Recuerdo un sorprendente consejo de Pep Quetglas en la Facultad de Arquitectura. Venía a decir que no perdieses el tiempo con el profesor de proyectos que te explicaba cómo diseñaban Le Corbusier, Mies o Aalto. Que era mucho mejor bajar a la planta baja y preguntárselo directamente a ellos; en la biblioteca. Allí estaban todos siempre a tu disposición. Bastaba saltarse el intermediario. Así como los curas son más bien un estorbo en nuestra relación con Dios.

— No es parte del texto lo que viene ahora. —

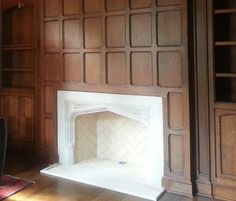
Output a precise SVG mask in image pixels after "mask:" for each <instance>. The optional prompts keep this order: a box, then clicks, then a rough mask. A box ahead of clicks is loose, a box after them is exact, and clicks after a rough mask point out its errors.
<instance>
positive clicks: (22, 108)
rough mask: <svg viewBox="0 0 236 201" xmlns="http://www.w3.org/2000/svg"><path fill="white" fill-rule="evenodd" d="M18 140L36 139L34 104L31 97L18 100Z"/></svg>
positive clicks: (22, 96)
mask: <svg viewBox="0 0 236 201" xmlns="http://www.w3.org/2000/svg"><path fill="white" fill-rule="evenodd" d="M18 102H19V108H18V138H19V139H22V140H26V141H33V139H34V118H33V116H34V109H33V108H34V106H33V105H34V103H33V98H32V97H30V96H19V98H18Z"/></svg>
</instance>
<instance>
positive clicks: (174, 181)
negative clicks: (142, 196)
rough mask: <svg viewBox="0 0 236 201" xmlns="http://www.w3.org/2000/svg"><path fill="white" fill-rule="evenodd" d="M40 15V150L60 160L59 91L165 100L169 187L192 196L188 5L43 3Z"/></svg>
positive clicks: (119, 1) (142, 2)
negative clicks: (57, 111)
mask: <svg viewBox="0 0 236 201" xmlns="http://www.w3.org/2000/svg"><path fill="white" fill-rule="evenodd" d="M39 11H40V30H41V34H40V57H39V63H40V68H39V72H38V75H39V76H38V82H39V86H40V87H39V91H40V97H41V98H40V107H39V111H40V113H39V119H41V126H40V127H39V132H38V136H37V142H38V145H39V146H40V148H41V149H42V148H43V149H45V150H47V151H49V152H50V153H54V154H56V149H57V141H56V139H57V137H56V130H57V129H56V125H57V122H56V118H57V116H56V103H57V101H56V91H57V90H59V89H60V90H62V89H63V90H78V91H93V92H102V93H121V94H141V95H154V96H161V97H163V102H164V105H163V110H164V146H165V173H164V174H165V175H164V178H163V185H164V187H165V188H166V189H168V190H172V191H176V192H181V193H184V194H188V195H191V194H192V184H191V167H190V132H189V130H190V128H189V126H190V122H189V121H190V120H189V87H188V43H187V42H188V41H187V38H188V37H187V36H188V27H187V0H119V1H118V0H64V1H63V0H45V1H43V0H42V1H39ZM49 152H48V154H49Z"/></svg>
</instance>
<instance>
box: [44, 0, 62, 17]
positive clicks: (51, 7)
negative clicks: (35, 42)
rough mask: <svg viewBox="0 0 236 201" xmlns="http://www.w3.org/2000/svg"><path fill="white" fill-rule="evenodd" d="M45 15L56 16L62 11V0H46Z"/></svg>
mask: <svg viewBox="0 0 236 201" xmlns="http://www.w3.org/2000/svg"><path fill="white" fill-rule="evenodd" d="M44 10H45V12H44V15H45V17H56V16H58V15H59V12H60V0H44Z"/></svg>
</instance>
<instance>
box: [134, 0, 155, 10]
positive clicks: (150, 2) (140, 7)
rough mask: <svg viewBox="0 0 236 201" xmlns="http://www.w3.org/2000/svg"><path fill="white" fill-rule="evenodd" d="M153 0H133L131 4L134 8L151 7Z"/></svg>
mask: <svg viewBox="0 0 236 201" xmlns="http://www.w3.org/2000/svg"><path fill="white" fill-rule="evenodd" d="M151 5H152V0H131V3H130V6H131V8H132V9H137V8H150V7H151Z"/></svg>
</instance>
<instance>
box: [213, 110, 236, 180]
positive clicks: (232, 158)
mask: <svg viewBox="0 0 236 201" xmlns="http://www.w3.org/2000/svg"><path fill="white" fill-rule="evenodd" d="M215 118H216V143H217V144H216V147H217V158H218V159H219V161H218V163H217V173H218V175H217V176H218V177H220V176H223V175H224V176H233V177H235V176H236V166H235V164H236V136H235V131H236V111H235V110H223V109H217V110H216V117H215Z"/></svg>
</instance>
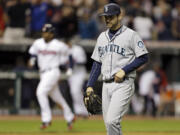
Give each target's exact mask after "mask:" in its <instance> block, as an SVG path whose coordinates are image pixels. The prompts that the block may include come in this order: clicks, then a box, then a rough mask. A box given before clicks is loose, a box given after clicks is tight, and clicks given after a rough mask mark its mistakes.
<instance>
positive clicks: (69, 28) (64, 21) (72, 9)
mask: <svg viewBox="0 0 180 135" xmlns="http://www.w3.org/2000/svg"><path fill="white" fill-rule="evenodd" d="M59 12H60V13H61V18H60V20H59V21H58V23H56V29H57V34H58V36H59V37H60V38H65V37H67V38H69V37H72V36H74V35H75V34H77V31H78V19H77V15H76V10H75V8H73V7H72V6H68V5H62V8H61V9H60V11H59Z"/></svg>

Ahora acabo de desprenderme de la biblioteca de maestros, maestrillos y embaucadores que fui atesorando con entusiasmo durante muchos años. Diversos motivos me han impelido a regalar, cambiar o vender 6.000 dosis de conocimiento. Me habían costado un congo, ocupado mucho espacio, empleado a bibliotecarios para ordenarlos; nos dieron muchas satisfacciones a mí y a otros, pero desde hace tiempo ya nadie se iba a dar lecciones con ellos. Ya estaban dadas, o se ofrecían en otros sitios. He ido comprobando como internet, las revistas y las prisas los iban arrinconando. La capa de polvo era ya intolerable. Ahora mis libros volverán a la vida tras una infrautilización unipersonal que se me hacía perversa. Los he liberado, los he dispersado, llegarán a casas de amigos o al Centre de Documentació del Museu del Disseny, para dar luz a quien la busque. O irán al coleccionista que los buscaba con deseo. Porque los libros si no se abren se gastan y al final mueren. Tras media vida de acumulación llega el periodo de despoje.
Les agradezco a todos las magníficas lecciones recibidas, sus engaños y alguna que otra colleja que me han ido dando. Y no oculto que a veces salgo disparado a un estante buscando consejo, pero cual miembro amputado, solo encuentro un emotivo vacío.
Allá donde estén seguirán siendo míos, porque el libro es por antonomasia una infinita e irreversible multipropiedad.